Já em via de tocar, de aceitar a impunidade do aborto para certos e extraordinários casos, chegava-se ao mais espinhoso problema de formular legalmente a conclusão aceita.

O primeiro recurso, que me pareceu praticável, foi adotar um artigo casuístico em que se expressassem, de modo explícito, esses excepcionais estados em que a mulher pode recorrer a práticas abortivas. Mas o caminho estava fechado por uma convicção: que os códigos casuísticos são inúteis e injustos, pela impossibilidade de encerrar nos estreitos moldes de uma lei a infinita variedade de situações que a vida nos pode apresentar.

Recorri, pois, a outros caminhos e seduziu-me imediatamente a norma que o projeto alemão segue em outros e muitos casos de fatos delitivos, dignos de perdão: facultar ao juiz que pudesse perdoar a mulher, que em casos excepcionais recorresse ao aborto. Importantíssimas razões obrigam a deixar este caminho, tão correto em outros casos. O aborto que a grávida pretenda, deve ser praticado por um médico para que assim os riscos de infecção e fatal desenlace fiquem reduzidos ao mínimo. Mas que médico se prestaria? A mulher, nas suas implorações, não poderia oferecer ao médico mais do que a probabilidade de um perdão, que o juiz teria entre suas mãos. Com juízo certeiro, alega Álvarez Garcia Pietro, nas últimas páginas de seu acabado estudo, que quanto mais entendido e afamado fosse o médico tanto menos propício estaria a arriscar-se nesta aventura, possivelmente delitiva. Seguir este sistema seria tanto como forçar a mulher a praticar em si mesma o aborto, enganada pela esperança do perdão e repelida pelo médico no seu pedido.

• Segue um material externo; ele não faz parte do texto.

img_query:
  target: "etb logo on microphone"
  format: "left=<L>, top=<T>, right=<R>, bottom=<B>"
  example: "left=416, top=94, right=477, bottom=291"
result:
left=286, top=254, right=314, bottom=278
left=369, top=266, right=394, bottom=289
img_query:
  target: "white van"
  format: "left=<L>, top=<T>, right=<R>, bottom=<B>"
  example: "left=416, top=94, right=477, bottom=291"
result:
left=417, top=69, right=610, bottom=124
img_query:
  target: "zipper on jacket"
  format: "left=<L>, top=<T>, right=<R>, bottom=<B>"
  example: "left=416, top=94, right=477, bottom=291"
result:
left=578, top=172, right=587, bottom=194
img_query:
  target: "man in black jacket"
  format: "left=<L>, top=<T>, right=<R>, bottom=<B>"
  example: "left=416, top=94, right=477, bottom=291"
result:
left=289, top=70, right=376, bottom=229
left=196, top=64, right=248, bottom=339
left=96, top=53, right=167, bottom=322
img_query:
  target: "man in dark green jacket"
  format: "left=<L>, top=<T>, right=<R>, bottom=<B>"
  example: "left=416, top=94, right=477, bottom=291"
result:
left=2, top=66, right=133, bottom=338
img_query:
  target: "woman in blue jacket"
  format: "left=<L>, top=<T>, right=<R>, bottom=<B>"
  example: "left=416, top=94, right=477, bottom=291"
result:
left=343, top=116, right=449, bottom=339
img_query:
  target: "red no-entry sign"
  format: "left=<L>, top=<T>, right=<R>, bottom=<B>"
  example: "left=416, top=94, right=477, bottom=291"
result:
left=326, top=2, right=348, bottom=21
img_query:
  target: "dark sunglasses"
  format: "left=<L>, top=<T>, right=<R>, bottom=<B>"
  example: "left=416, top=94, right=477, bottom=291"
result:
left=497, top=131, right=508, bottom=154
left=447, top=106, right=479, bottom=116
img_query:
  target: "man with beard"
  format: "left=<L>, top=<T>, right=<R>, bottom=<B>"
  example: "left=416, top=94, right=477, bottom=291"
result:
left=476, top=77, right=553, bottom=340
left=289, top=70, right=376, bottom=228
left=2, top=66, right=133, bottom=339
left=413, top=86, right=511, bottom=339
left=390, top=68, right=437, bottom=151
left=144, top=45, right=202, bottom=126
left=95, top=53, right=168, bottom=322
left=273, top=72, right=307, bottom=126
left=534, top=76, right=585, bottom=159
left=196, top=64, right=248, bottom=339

Eis porque chegamos Álvarez Garcia Pietro e eu, nas nossa discussões, a uma solução que nos pareceu lisonjeira. O caminho que nos decidimos a empreender estava assinalado antes por autores suíços, como Forster, Muret, Forel e Veillard. Este sistema consiste na autorização ''a priori'' do aborto pelo juiz.

A mulher violada, que se sinta vítima de invencíveis repugnâncias contra o ser concebido, recorrerá ao magistrado que, em vista dos fatos e das circunstâncias, autorizará a prática do aborto, com a condição de ser executado por um médico de responsabilidade moral e científica."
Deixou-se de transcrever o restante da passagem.